Description of problem: dovecot is accessed with squirrelmail with the imap protocol, on an up-to-date fedora core 4. When performing (delete) "move to trash" operation with squirrelmail, the following error message appears in the mailog, and the move operation is aborted : Nov 22 14:56:10 tux imap(bellet): Corrupted binary tree file /misc/raid/bellet/mail/.imap/Trash/.imap.index.tree: UID to be inserted isn't higher than existing (273 <= 274) Refreshing the view of the inbox allows to continue with the imap session. This error is not 100% reproductible, but occurs more frequently, when : . large amount of messages are deleted in the webmail . new messages are delivered to the inbox in parallel.
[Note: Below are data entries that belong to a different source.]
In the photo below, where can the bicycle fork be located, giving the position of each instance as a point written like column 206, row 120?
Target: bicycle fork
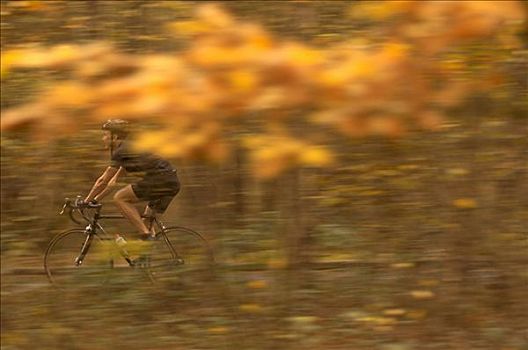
column 84, row 248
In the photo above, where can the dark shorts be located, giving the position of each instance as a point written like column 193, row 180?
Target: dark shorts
column 158, row 190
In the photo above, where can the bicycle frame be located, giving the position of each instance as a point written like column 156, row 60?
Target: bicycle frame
column 93, row 225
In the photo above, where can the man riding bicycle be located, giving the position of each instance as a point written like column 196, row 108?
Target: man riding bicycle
column 158, row 186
The particularity of the homedir is that it is mounted over NFS, via the automounter, with the following options : disk.creatis.insa-lyon.fr:/mnt/raid /misc/raid nfs rw,mand,v3,rsize=32768,wsize=32768,soft,intr,tcp,lock,addr=disk.creatis.insa-lyon.fr 0 0 A simple way to reproduce this problem is to setup an NFS mounted home directory, deliver mail to this user on a periodic interval, and delete these messages in parallel with squirrelmail. dovecot.conf contains these options : protocols = imap imaps pop3 pop3s imap_listen = [::] pop3_listen = [::] imaps_listen = [::] pop3s_listen = [::] ssl_cert_file = /etc/pki/dovecot/dovecot.pem ssl_key_file = /etc/pki/dovecot/private/dovecot.pem login_dir = /var/run/dovecot-login login = imap login = pop3 first_valid_uid = 100 mbox_locks = fcntl auth = default auth_mechanisms = plain auth_userdb = passwd auth_passdb = pam auth_user = root
0.99.x Dovecot doesn't support having index files in NFS mounted directories, don't do it. 1.0-alpha versions support it with setting mmap_disable=yes, but it still has some problems. Append eg. :INDEX=/var/indexes/%u to default_mail_env to move indexes elsewhere.
Thanks for the hint ! I didn't read the documentation carefully and missed this point. I appended ":INDEX=MEMORY" instead, because the machine has many accounts, and I'm a lazy sysadmin :-) I think I can live with the cpu overhead. Now it works.